Villablino inaugura el parque de Cabo Verde con la presencia de su embajador, Eduardo Silva
La presencia del embajador de Cabo Verde, Eduardo Jorge Silva, dio una mayor relevancia institucional casi inesperada al acto de inauguración de un espacio público lúdico en Villablino con el nombre de Cabo Verde, como homenaje, recuerdo y agradecimiento del municipio a la gran comunidad emigrante de ese país que llegó, trabajó, residió y reside en la comarca de Laciana.
No solo el embajador se desplazó desde Madrid para este acto. También lo hizo Silvia Álvarez, hija del cónsul honorario de Cabo Verde en la Comunidad Valenciana, Alfonso S. Álvarez; quien lo hizo para suplir la ausencia por motivos de salud de su progenitor,con un mensaje escrito de este para los asistentes.
El alcalde, Mario Rivas y la casi totalidad de la corporación municipal, representantes de la Guardia Civil y la Policía Local completaron la representación institucional.
Más de medio centenar de miembros de la comunidad caboverdiana en Torrevieja llegaron hasta Villablino en esta jornada. Lo hicieron acompañados de un nutrido grupo de vecinos de la localidad y otros pueblos del municipio, que se dieron cita en el barrio de Colominas para el acto.
El embajador, la hija del cónsul y el alcalde destacaron en sus intervenciones la trascendencia de este hecho, que, “aunque sencillo”, cobra una mayor significación en “unos tiempos globales tan convulsos y difíciles como los actuales”.

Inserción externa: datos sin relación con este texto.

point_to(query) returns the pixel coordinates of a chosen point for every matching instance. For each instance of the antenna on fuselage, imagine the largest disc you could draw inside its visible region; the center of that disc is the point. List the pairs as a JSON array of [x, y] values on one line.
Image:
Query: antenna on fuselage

Eduardo Jorge recalcó que un acto como este, “que busca encuentros de sentimientos, de cultura, de memoria, porque la vida es más que solo lo material”, permite creer que todavía es posible “crear el mundo que todos deseamos y nos permite ser cada uno de nosotros más ricos, en una tierra mejor para nosotros y también para nuestros hijos”.
El momento más emotivo de la mañana lo provocó Alcides Almeida, presidente de la Asociación Cultural Caboverdiana de Torrevieja, que abrió su intervención citando que había llegado a Laciana “hace cincuenta años, once meses y tres días, con 17 años”: haciendo la cuenta inversa, su fecha de llegada fue el 20 de junio de 1975.
La edad era un inconveniente, “al no tener 18 años, para entrar a la mina, en la empresa me dijeron que necesitaba una autorización de mis padres para poder darme el trabajo”. Lo que era un drama para él “pues no tenía ni una peseta ya en el bolsillo”. Tenia que escribirle “a mi madre” (su padre ya había fallecido) para que le contestase con la autorización.
Y narró cómo en la oficina de correos de Caboalles de Abajo el cartero no le entendía lo que quería explicarle, pues “no sabía ni una palabra de español”, por lo que le dijo que se sentase y esperase a que atendiese a la mucha gente que había en la oficina.
“Dicen que no hay Dios, a mí aquel día se me apareció un ángel, un señor, Ángel Tudela, se acercó a mí, me cogió de la mano y me dijo: no te preocupes, vamos hasta Villablino y echamos esa carta”. Con él bajó a Villablino, envió la carta, “y me acogió con su mujer Carmina en su casa”, por eso tengo un hermano blanco, Aberto Tudela, al que hizo subir al escenario diciéndole “bueno al menos no soy el único que llora un poco hoy”.
Alcides es el origen y quien ha provocado todo este movimiento que se ha venido produciendo en estos meses entre la comunidad caboverdiana, el municipio de Villablino y la sociedad local lacianiega. Él lo inició todo con un mensaje de voz enviado, que se puede escuchar en el portal de YouTube del Ayuntamiento (50 años de la llegada del segundo grupo de trabajadores caboverdianos) para recordar el medio siglo de la llegada del segundo grupo de caboverdianos.
El primer grupo, que solo lo integraban tres personas, había llegado meses antes. Uno de esos tres, Calocha (Carlos Monteiro), también estaba presente en el acto.